標準の状態でセルに9桁以上の桁数の数字を打った時、自然とセル幅は大きくなってしまいます。
ところが、セル幅が決まっている場合セル幅を狭めると、このエラーになってしまいます。
対処
セル幅を大きく調整(列番号の間の境界をドラッグします。)するか、文字サイズを小さくします。
原因2.日付けの設定
日付けの設定がされているセルにマイナス値が入力された場合(日付けの表示や計算は通常1以上の正の値でなければなりません。
対処
正の値を入れ直します。
[セルの書式設定]で[表示形式]のタブの分類で、数値、または日付を選択して設定します。
- エラー値 #VALUE! の意味(読み方:バリュー)
- エラー値 #VALUE! は、引数やオペランドの種類が正しくないときや、数式のオートコレクト機能が数式を訂正できないときに返されます。
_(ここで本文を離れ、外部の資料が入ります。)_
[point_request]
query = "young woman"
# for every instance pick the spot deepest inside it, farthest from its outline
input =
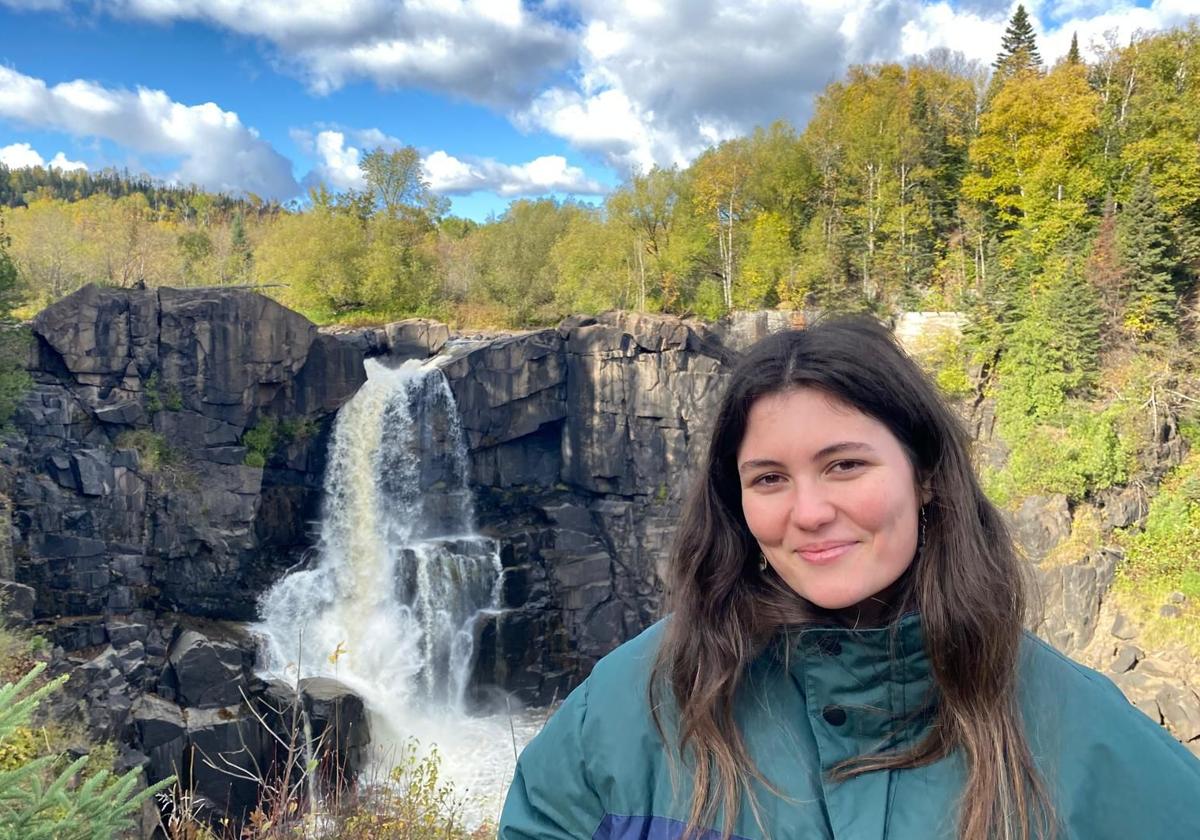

- (用語:オペランドとは、等号 (=) で始まり、演算の対象となる要素のことで、
演算の対象となるオペランドには、一定の値を保持する値 (定数)、セルまたはセル範囲の参照、
見出し (ラベル)、名前、またはワークシート関数を使用できます。)
- (用語:定数とは、セルまたは数式に直接入力する数値や名前で表される文字列。
例えば日付 ”2004/8/15 ”、数値 ”210 ”、文字列 ”四半期の売上 ” はすべて定数です。数式や数式の計算結果は定数ではありません。)
- 端的にいうと、「不適切なデータが入っている」ということです。
- 原因
数値または TRUE や FALSE などの論理値が必要な部分に文字列が入力されていて、その文字列が正しいデータ型に変換されません。
対処
必要な演算数や引数について、数式または関数が正しいかどうか、また、数式で参照するセルの値が有効かどうかを確認します。
図: #VALUE!
数値と文字列の足し算、たとえば図 #VALUE!、の上の表で、数値をセル参照で個別に並べたものですが、セル B4 に [欠席] という文字列が入力されている場合、数式 =B2+B3+B4+B5 は、エラー値 #VALUE! を返します。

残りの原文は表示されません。